On the death of his father John Taylor in 1858 he and his younger brother Pryce Jemson Jones Taylor (1835-1862) carried on the business, inscribing their bells 'John Taylor and Co., Loughborough', a tradition that continues to this day. In the same year he purchased land on Freehold Street and Chapman Street on which to build a new foundry. On the death of his brother Pryce aged just 27 in 1862 he assumed sole control of the company; at this time he began to consider a problem that was to occupy his thought for the next 30 years - namely, why it was that bells sounded out of tune. He wrote to the Hon. E. B. Denison, "I have almost a dread of attempting to harmonize bells up to A ... but I flatter myself at being able to reach G satisfactorily." He fell out with Denison over the specifications for the great peal of bells that was being planned for Worcester Cathedral, but Denison eventually won the argument and the bells were cast to his specification. The result confirmed Taylor's unease over the casting, and it was left to his son John William Taylor II to remodel and recast them many years later. However, Denison and Taylor overcame their differences, with Taylor naming his son Edmund Denison Taylor.

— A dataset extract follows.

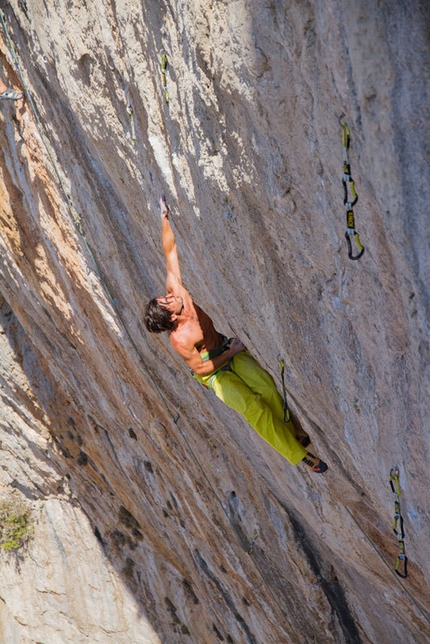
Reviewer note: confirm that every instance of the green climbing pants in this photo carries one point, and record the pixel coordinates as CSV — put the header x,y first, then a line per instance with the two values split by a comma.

In 1881 under his management John Taylor & Co cast Great Paul, which hangs in the south-west tower of St Paul's Cathedral and which, at 16+1/2 LT was the largest bell in the British Isles until the casting of the Olympic Bell for the 2012 London Olympics. For many years Taylor continued with attempting to realise a "true-harmonic" in bell casting until in 1896 the company perfected its five tone principle of bell tuning resulting in the first peal of tuned bells to be hung in Norton church tower near Sheffield. At around this time Taylor made a great advance in the process of moulding bells when he obtained "...a complete set of iron shells for bells up to four tons". With these "bellcases" he was able to mould bells in his foundry and have them cast at "a foundry with which I am connected".

John William Taylor died in Loughborough in 1906 aged 79. In his will he left an estate valued at £47,614 16s 2d. A commemorative plaque in his memory is located on the foundry's tower wall.